In vivo confocal microscopy may show hyperreflective filaments, corresponding to filamentous fungi including Alternaria, and thus may help to establish an early diagnosis [9]; however, this technique is not widely available. In addition to that, anterior segment optical coherence tomography may visualize fungal hyphae growing into anterior chamber from the cornea, indicating the filamentous fungal origin of keratitis [8, 9].

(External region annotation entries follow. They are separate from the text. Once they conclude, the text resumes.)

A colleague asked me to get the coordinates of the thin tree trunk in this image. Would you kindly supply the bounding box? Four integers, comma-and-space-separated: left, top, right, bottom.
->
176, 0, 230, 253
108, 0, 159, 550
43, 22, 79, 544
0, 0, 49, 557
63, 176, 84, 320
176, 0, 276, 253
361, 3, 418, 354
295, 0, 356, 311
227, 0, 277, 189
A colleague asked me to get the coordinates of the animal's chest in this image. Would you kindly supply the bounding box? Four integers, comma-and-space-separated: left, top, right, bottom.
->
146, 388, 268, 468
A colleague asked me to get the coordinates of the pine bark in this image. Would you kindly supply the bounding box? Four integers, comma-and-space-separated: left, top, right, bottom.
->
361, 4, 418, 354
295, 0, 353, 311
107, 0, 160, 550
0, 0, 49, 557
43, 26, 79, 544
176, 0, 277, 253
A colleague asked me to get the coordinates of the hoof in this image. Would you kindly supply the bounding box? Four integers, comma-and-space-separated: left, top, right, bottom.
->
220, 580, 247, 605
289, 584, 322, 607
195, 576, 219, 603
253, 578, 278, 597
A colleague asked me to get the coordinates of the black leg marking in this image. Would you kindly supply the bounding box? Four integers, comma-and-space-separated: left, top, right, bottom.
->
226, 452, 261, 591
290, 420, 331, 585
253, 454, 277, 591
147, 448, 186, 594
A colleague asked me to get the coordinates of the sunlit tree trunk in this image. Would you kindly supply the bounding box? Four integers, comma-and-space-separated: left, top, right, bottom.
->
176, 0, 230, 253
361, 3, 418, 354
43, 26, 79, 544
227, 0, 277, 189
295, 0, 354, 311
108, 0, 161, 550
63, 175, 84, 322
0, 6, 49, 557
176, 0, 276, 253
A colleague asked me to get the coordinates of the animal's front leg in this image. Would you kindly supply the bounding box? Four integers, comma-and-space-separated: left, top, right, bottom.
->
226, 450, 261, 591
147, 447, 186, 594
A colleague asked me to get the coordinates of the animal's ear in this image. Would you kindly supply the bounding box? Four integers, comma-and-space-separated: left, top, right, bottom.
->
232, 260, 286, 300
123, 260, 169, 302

In Alternaria keratitis, drops of fluconazole 0.02 %, voriconazole 1 %, ketoconazole, and amphotericin B maintained for several weeks are helpful to control infection [3]. Topical caspofungin 0.5 % associated with intrastromal voriconazole was used in a refractory case [7]. In our patient, improvement was not seen with amphotericin B, but significant improvement was observed soon after topical and systemic voriconazole was initiated.

In summary, Alternaria keratitis is a rare complication of self-sealing corneal incision phacoemulsification. It should be suspected when onset of keratitis is delayed and insidious. Satellite lesions and fernlike margins are very typical clinical features of filamentous fungal abscesses, including Alternaria keratitis. Prompt diagnosis and management are mandatory to improve visual prognosis.